Another source of worry is water supply. Earth has plenty of saltwater, but little freshwater to support the population. Many scientists predict that future wars will not be over issues like weapons of mass destruction. They will be over freshwater. Canada holds 20% of the Earth’s freshwater, and has the highest freshwater count for any country in the world. As a result, Canada already feels pressure to export its water to other countries in need, such as the United States.

The greatest worry for Fenner is our population’s uncontrolled growth rates. The globe is running out of room for what will be 7 billion people by the end of 2011. The world population is forecasted to reach 8 billion by 2025.

Some argue that the world can fit more people, and it can. However, the question is not whether or not Earth can fit more people on the planet, but whether we can provide adequate resources and shelter to each of those people.

Our current situation reminds Fenner of the cautionary story of the Easter Islanders. The Easter Islanders were an isolated Polynesian people who, through unsustainable resource use, overtaxed their supply and nearly decimated their entire population of 15,000. This small human population serves as a symbol of the importance of environmental conservation.

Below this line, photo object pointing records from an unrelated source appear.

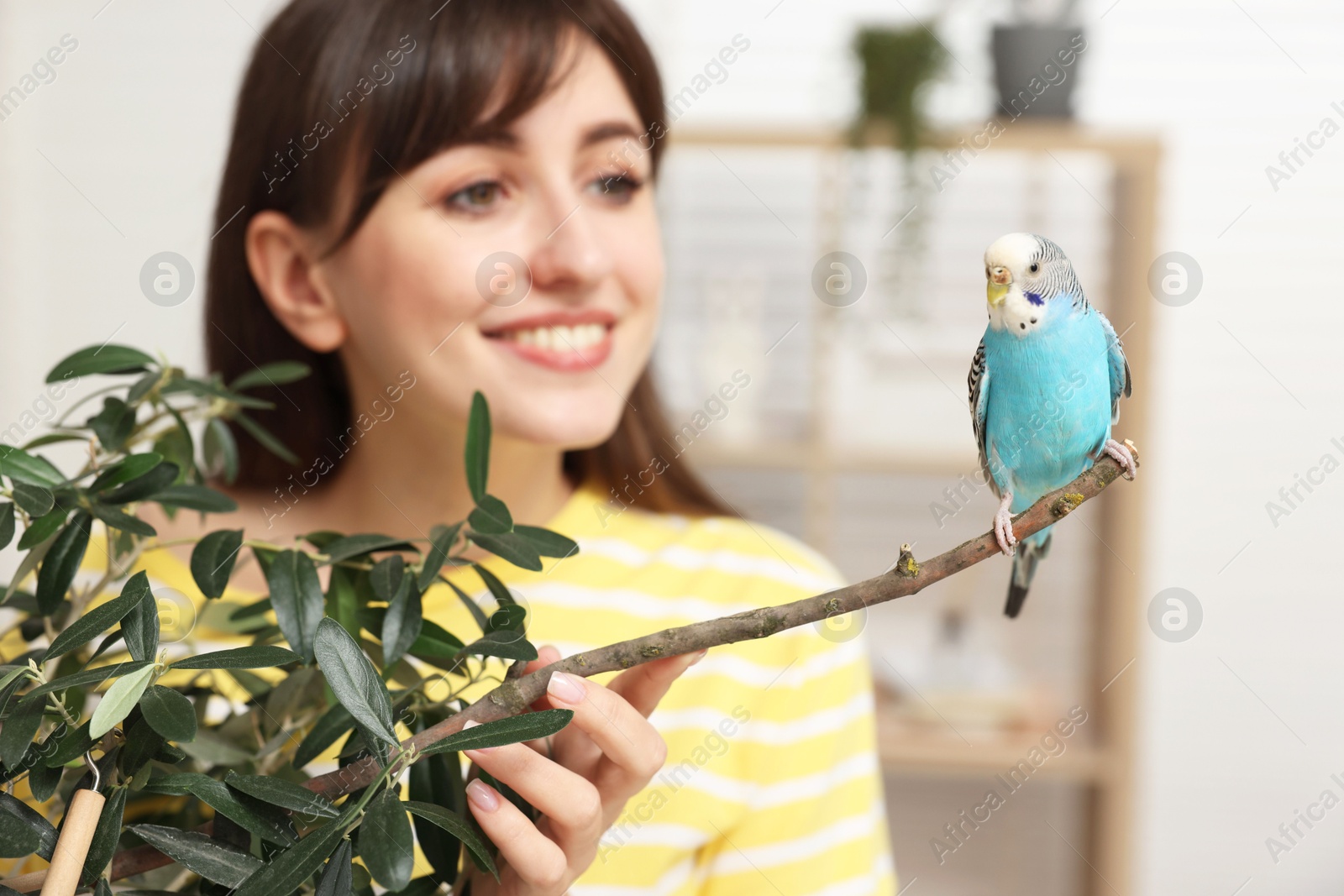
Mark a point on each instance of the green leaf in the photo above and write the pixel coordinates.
(546, 543)
(343, 600)
(221, 450)
(6, 526)
(491, 516)
(113, 423)
(355, 681)
(273, 374)
(497, 589)
(42, 528)
(477, 453)
(297, 598)
(170, 714)
(459, 826)
(143, 485)
(402, 622)
(354, 546)
(511, 730)
(131, 468)
(101, 359)
(105, 836)
(286, 871)
(213, 560)
(511, 547)
(143, 743)
(437, 781)
(286, 794)
(504, 644)
(441, 544)
(19, 728)
(20, 465)
(206, 389)
(328, 730)
(215, 794)
(118, 701)
(101, 618)
(143, 385)
(201, 853)
(44, 782)
(385, 841)
(195, 497)
(17, 837)
(475, 609)
(255, 658)
(60, 566)
(35, 500)
(87, 678)
(386, 577)
(124, 521)
(434, 642)
(140, 629)
(265, 438)
(37, 824)
(336, 878)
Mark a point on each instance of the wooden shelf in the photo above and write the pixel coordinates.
(947, 755)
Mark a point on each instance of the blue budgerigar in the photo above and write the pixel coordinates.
(1045, 389)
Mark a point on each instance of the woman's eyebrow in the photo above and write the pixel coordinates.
(606, 130)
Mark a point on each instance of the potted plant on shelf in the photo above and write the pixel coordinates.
(1034, 60)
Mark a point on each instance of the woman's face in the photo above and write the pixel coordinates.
(528, 269)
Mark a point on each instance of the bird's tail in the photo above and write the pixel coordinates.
(1030, 553)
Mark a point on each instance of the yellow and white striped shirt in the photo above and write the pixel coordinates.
(772, 783)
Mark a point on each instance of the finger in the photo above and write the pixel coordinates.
(644, 685)
(533, 856)
(620, 738)
(546, 654)
(570, 801)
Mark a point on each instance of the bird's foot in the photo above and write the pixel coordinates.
(1128, 466)
(1003, 527)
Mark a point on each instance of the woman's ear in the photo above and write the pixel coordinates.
(281, 258)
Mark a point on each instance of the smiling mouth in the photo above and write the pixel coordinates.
(561, 344)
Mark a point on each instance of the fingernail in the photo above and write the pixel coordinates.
(472, 723)
(564, 687)
(483, 795)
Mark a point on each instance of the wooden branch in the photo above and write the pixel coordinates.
(517, 694)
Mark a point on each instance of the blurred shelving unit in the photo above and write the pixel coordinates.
(817, 465)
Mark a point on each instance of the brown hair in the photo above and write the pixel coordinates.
(413, 78)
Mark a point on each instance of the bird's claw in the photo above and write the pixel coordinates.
(1124, 457)
(1003, 528)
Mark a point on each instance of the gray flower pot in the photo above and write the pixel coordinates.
(1035, 70)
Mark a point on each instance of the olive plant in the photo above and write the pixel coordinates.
(96, 699)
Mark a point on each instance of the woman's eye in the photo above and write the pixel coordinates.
(617, 187)
(477, 196)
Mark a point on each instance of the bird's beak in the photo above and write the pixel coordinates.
(1000, 278)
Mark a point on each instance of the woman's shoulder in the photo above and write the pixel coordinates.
(732, 547)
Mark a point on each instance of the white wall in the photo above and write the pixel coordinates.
(1240, 725)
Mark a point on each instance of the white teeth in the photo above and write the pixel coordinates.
(561, 338)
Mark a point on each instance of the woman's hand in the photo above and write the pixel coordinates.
(602, 758)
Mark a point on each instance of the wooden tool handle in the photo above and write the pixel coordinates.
(73, 848)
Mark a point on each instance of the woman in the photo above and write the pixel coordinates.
(423, 201)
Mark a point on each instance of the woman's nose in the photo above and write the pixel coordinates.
(570, 254)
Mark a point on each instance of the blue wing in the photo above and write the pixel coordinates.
(1119, 365)
(978, 385)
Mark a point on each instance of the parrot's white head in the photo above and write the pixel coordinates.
(1023, 275)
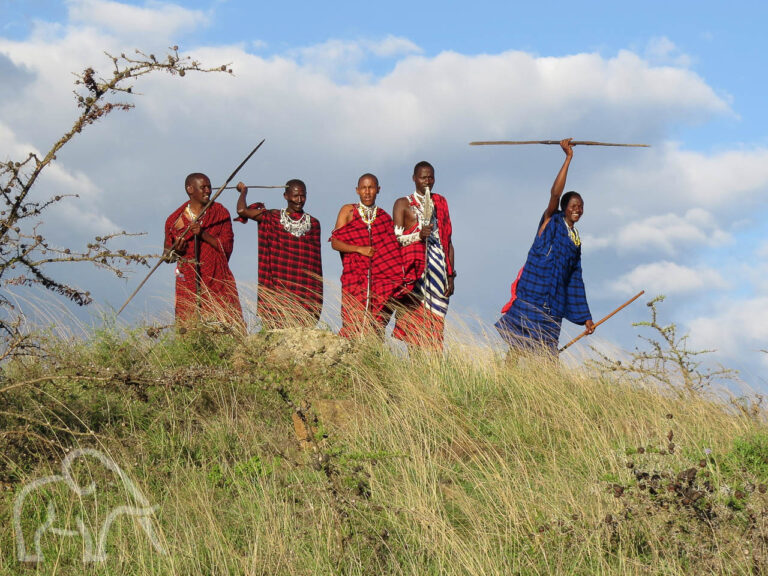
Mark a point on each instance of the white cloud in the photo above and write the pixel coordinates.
(736, 328)
(667, 233)
(668, 278)
(328, 118)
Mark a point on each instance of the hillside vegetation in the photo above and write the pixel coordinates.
(298, 453)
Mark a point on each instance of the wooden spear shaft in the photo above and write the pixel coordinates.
(210, 202)
(627, 303)
(573, 143)
(254, 186)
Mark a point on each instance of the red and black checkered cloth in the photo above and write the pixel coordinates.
(386, 272)
(290, 274)
(218, 292)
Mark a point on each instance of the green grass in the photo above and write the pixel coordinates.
(450, 464)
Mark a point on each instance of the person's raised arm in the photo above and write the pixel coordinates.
(255, 213)
(559, 184)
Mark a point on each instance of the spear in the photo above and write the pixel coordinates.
(254, 186)
(573, 143)
(627, 303)
(428, 209)
(167, 256)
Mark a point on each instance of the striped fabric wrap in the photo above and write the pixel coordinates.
(421, 319)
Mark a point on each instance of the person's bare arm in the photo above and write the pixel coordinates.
(345, 216)
(256, 213)
(559, 184)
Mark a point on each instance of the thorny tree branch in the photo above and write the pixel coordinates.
(668, 360)
(25, 254)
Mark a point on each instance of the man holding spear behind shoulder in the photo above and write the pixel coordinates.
(205, 286)
(550, 285)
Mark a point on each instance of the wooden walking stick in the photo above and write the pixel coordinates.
(552, 142)
(167, 256)
(627, 303)
(428, 210)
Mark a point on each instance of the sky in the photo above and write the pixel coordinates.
(343, 88)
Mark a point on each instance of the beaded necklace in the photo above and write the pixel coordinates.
(296, 228)
(367, 213)
(191, 215)
(573, 234)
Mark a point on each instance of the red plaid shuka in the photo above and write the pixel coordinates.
(290, 274)
(386, 273)
(218, 293)
(413, 254)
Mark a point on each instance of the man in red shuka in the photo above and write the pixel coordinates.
(290, 265)
(372, 266)
(205, 286)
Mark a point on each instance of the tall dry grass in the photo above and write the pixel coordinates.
(373, 462)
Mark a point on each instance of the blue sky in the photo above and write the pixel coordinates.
(342, 88)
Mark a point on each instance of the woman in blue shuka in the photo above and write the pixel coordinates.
(550, 287)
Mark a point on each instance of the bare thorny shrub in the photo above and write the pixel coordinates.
(25, 253)
(668, 360)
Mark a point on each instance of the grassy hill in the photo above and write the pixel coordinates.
(298, 453)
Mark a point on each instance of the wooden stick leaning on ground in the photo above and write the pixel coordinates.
(168, 254)
(428, 209)
(573, 143)
(627, 303)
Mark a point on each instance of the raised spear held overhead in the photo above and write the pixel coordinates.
(550, 286)
(552, 142)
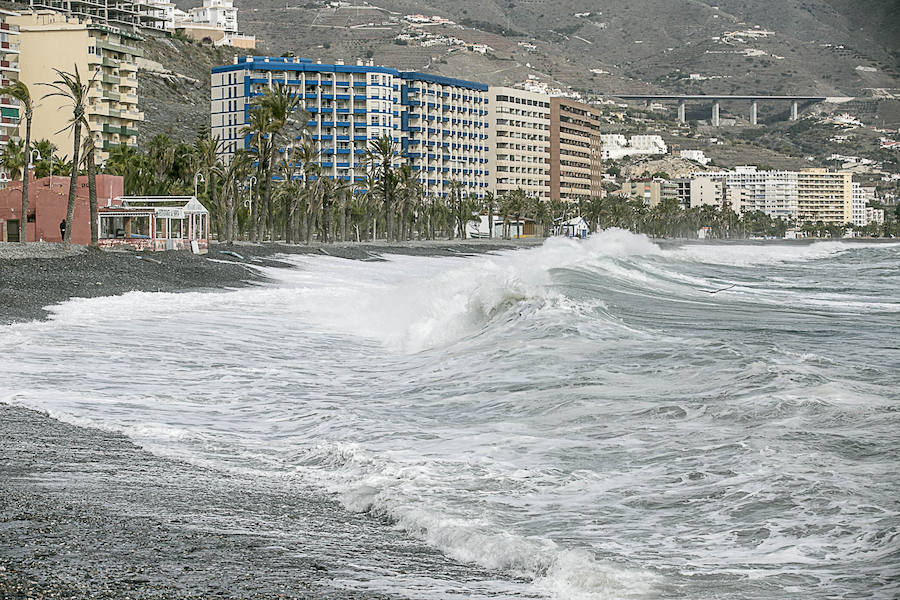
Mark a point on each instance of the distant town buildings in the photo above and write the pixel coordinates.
(519, 137)
(576, 164)
(695, 155)
(617, 146)
(9, 73)
(814, 195)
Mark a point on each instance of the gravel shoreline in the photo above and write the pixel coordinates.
(85, 513)
(42, 274)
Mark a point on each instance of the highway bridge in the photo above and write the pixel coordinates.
(716, 100)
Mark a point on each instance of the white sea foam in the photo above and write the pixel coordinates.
(579, 420)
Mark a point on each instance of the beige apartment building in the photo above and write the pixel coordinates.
(576, 166)
(825, 196)
(9, 73)
(519, 141)
(650, 191)
(104, 55)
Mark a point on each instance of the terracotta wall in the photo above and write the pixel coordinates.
(47, 205)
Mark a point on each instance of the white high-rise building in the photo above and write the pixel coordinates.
(773, 192)
(220, 14)
(164, 13)
(519, 141)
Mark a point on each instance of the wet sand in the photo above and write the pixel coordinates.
(43, 274)
(85, 513)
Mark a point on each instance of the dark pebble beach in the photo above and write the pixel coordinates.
(85, 513)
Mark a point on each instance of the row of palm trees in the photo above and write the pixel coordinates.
(276, 188)
(74, 90)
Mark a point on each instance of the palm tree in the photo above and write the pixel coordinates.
(381, 156)
(515, 205)
(19, 91)
(12, 158)
(206, 153)
(410, 190)
(306, 156)
(89, 149)
(343, 192)
(71, 88)
(49, 159)
(278, 104)
(490, 204)
(232, 178)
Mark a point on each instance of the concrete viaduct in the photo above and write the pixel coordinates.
(716, 100)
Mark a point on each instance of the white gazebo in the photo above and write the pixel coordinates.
(155, 223)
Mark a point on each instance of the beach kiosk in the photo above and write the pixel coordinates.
(577, 228)
(155, 223)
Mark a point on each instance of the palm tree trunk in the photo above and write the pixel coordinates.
(73, 185)
(92, 198)
(23, 228)
(344, 220)
(229, 213)
(491, 221)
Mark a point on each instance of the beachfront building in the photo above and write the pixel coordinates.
(576, 162)
(105, 56)
(123, 14)
(154, 223)
(215, 21)
(825, 196)
(772, 192)
(862, 196)
(349, 105)
(519, 142)
(437, 123)
(444, 132)
(9, 73)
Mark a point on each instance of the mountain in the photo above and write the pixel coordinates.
(823, 47)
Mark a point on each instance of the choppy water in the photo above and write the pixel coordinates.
(584, 419)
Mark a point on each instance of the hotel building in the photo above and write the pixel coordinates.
(104, 55)
(444, 132)
(576, 166)
(825, 196)
(9, 73)
(519, 141)
(124, 14)
(808, 195)
(437, 123)
(772, 192)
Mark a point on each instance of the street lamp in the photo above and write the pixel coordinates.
(34, 153)
(198, 176)
(249, 201)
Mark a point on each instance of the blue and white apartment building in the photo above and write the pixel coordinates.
(440, 124)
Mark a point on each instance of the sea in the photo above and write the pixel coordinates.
(610, 418)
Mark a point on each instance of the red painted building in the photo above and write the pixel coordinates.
(47, 207)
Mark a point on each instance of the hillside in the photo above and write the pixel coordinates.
(828, 47)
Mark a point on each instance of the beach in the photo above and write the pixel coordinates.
(43, 274)
(616, 417)
(85, 513)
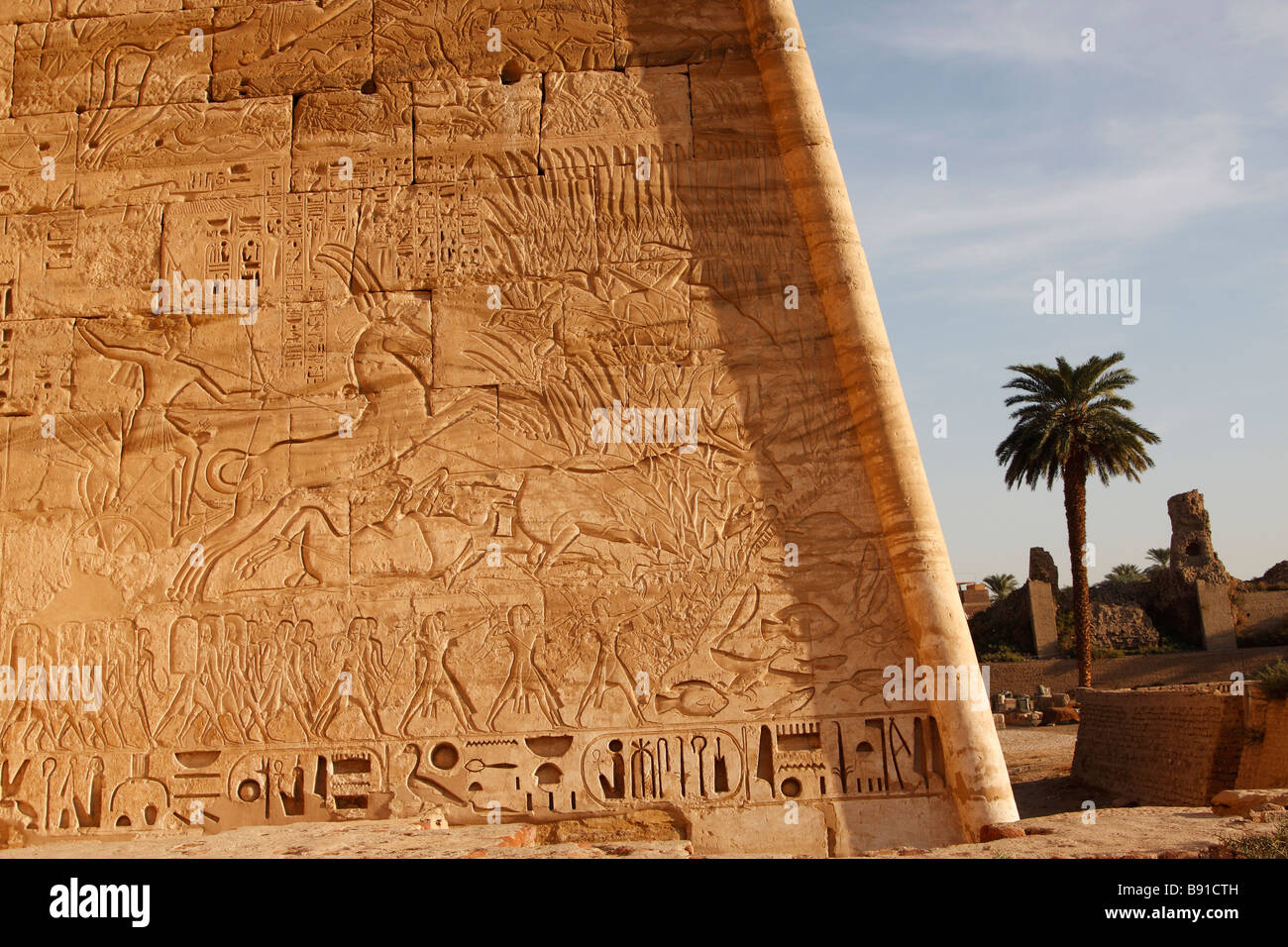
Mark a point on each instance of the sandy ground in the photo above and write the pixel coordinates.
(1038, 759)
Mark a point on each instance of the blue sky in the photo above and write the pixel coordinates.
(1113, 163)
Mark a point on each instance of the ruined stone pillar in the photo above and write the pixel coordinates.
(977, 772)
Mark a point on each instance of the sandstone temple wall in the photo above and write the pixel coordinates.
(475, 408)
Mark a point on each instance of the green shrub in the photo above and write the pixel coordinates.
(1274, 680)
(1260, 845)
(1000, 655)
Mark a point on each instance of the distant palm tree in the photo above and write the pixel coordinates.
(1125, 573)
(1001, 585)
(1070, 423)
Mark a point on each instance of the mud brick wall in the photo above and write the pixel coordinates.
(1159, 748)
(1261, 611)
(1263, 763)
(1133, 671)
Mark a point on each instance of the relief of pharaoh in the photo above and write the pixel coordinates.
(365, 449)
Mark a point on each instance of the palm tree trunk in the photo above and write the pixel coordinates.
(1074, 475)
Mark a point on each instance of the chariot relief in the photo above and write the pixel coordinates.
(397, 424)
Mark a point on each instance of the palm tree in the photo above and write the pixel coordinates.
(1070, 423)
(1125, 573)
(1001, 585)
(1159, 558)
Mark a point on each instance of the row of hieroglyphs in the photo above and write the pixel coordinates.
(493, 659)
(476, 779)
(531, 480)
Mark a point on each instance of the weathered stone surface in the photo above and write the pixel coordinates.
(476, 408)
(596, 119)
(1042, 617)
(81, 263)
(291, 47)
(8, 38)
(1243, 801)
(1192, 554)
(349, 140)
(658, 33)
(46, 11)
(183, 153)
(112, 62)
(437, 39)
(477, 128)
(1042, 567)
(38, 162)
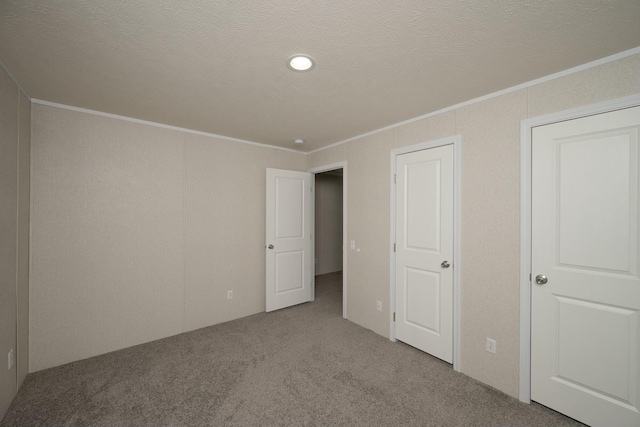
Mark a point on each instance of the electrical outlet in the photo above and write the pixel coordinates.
(491, 345)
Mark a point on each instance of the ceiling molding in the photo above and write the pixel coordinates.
(525, 85)
(160, 125)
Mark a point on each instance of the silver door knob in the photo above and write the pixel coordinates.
(541, 280)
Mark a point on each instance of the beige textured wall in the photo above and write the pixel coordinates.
(328, 224)
(9, 96)
(14, 229)
(24, 207)
(368, 213)
(139, 231)
(65, 293)
(490, 132)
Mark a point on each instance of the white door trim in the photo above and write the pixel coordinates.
(316, 170)
(456, 141)
(526, 127)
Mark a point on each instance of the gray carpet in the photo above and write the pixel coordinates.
(302, 366)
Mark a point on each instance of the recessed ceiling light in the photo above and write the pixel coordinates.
(301, 63)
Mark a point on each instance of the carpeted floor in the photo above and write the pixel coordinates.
(302, 366)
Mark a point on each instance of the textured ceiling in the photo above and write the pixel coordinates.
(220, 66)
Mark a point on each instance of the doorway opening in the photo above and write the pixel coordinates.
(328, 243)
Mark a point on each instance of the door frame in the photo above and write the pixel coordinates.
(313, 171)
(526, 129)
(456, 141)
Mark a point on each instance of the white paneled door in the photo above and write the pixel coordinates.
(288, 239)
(585, 322)
(424, 250)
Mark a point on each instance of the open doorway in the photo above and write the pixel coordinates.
(329, 234)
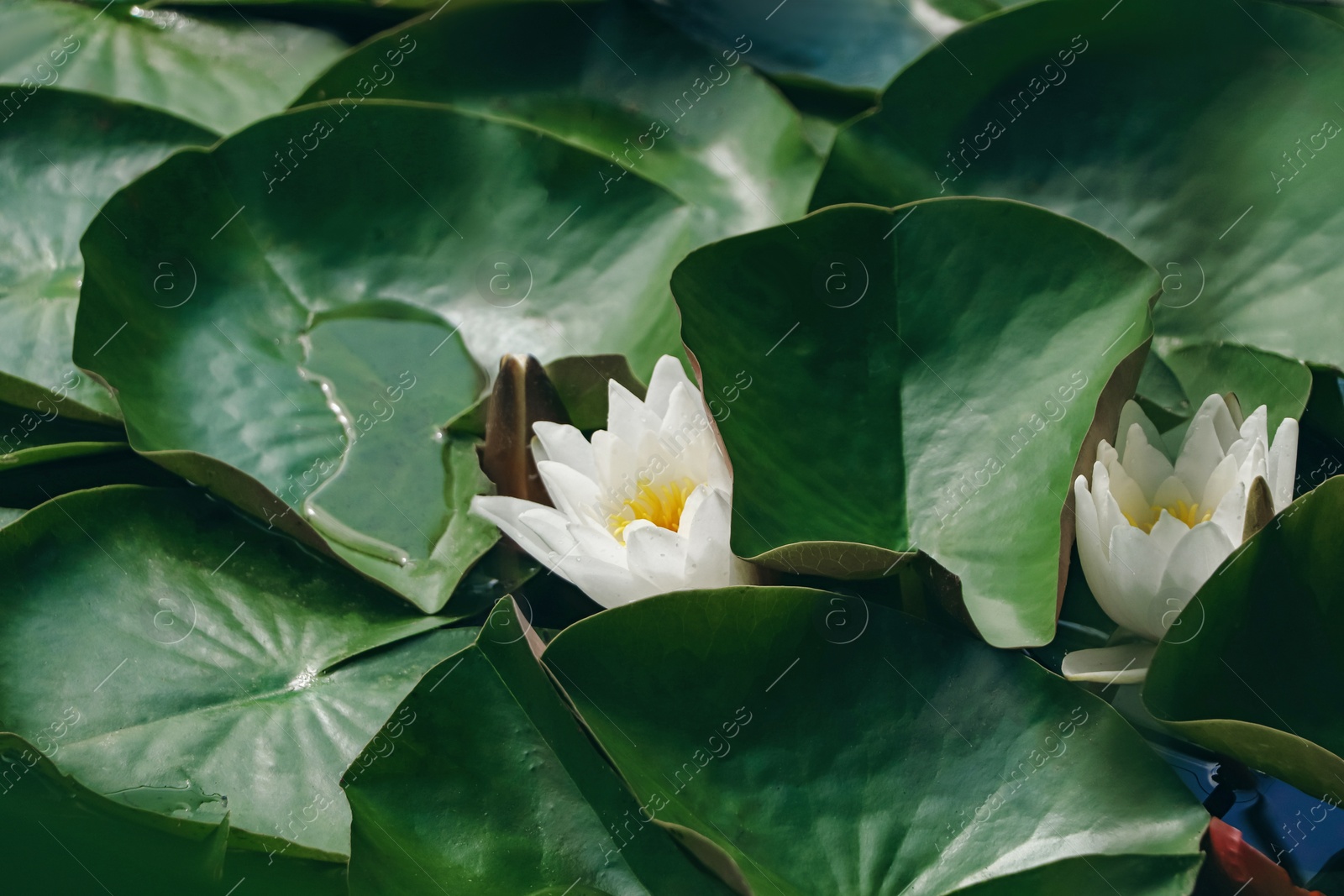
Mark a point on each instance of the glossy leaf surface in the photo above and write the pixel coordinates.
(472, 235)
(613, 78)
(890, 332)
(213, 668)
(484, 782)
(1260, 678)
(217, 70)
(1214, 159)
(62, 155)
(832, 746)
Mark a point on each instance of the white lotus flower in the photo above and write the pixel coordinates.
(643, 510)
(1151, 532)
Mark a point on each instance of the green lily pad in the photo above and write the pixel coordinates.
(1261, 678)
(893, 335)
(470, 235)
(857, 45)
(1320, 450)
(218, 671)
(1257, 378)
(1162, 396)
(64, 837)
(62, 155)
(219, 71)
(612, 78)
(38, 474)
(487, 785)
(831, 746)
(1216, 160)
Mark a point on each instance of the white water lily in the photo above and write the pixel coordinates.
(1151, 532)
(642, 510)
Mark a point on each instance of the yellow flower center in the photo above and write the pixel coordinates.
(1187, 513)
(660, 506)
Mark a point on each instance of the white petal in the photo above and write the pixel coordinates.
(1214, 410)
(667, 375)
(1220, 481)
(1105, 453)
(575, 495)
(564, 443)
(627, 416)
(706, 524)
(1146, 463)
(1121, 664)
(504, 512)
(617, 469)
(685, 426)
(1230, 515)
(1283, 464)
(1131, 414)
(600, 544)
(1136, 569)
(606, 584)
(1173, 490)
(1256, 427)
(1191, 563)
(1126, 492)
(1200, 456)
(1109, 513)
(656, 555)
(1167, 532)
(553, 530)
(1093, 543)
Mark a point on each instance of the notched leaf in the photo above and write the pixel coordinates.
(523, 396)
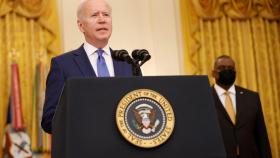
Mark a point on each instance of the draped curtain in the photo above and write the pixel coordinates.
(248, 31)
(29, 34)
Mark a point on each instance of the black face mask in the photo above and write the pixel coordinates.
(227, 77)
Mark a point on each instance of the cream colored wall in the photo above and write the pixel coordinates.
(137, 24)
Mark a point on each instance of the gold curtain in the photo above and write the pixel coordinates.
(29, 28)
(247, 30)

“Climate change is just at the very beginning,” says Dr. Fenner. “But we’re seeing remarkable changes in the weather already.”

Dr. Fenner does not say why he predicts exactly 100 years. Perhaps his extensive knowledge of other extinction rates has led him to calculate our supposed fate using current statistics. Or maybe it’s just a guess. Either way, the human population continues to skyrocket, forests continue to be unsustainably cut down, and freshwater demand is already peaking in many countries.

Yet some scientists remain optimistic.

Professor Stephen Boyden, a colleague of Dr. Fenner, says, “Frank may well be right, but some of us still harbour the hope that there will come about an awareness of the situation and, as a result, the revolutionary changes necessary to achieve ecological sustainability.”

For some, it’s the fate of the Earth that’s concerning. But scientists note that over the billions of years of Earth’s existence, the planet has encountered warming more extreme than our own, it has encountered global freezing that left much of the planet under sheets of ice, and it has seen meteors, solar flares, and violent global weather shifts. The Earth will be fine. It’s our fate that remains to be seen.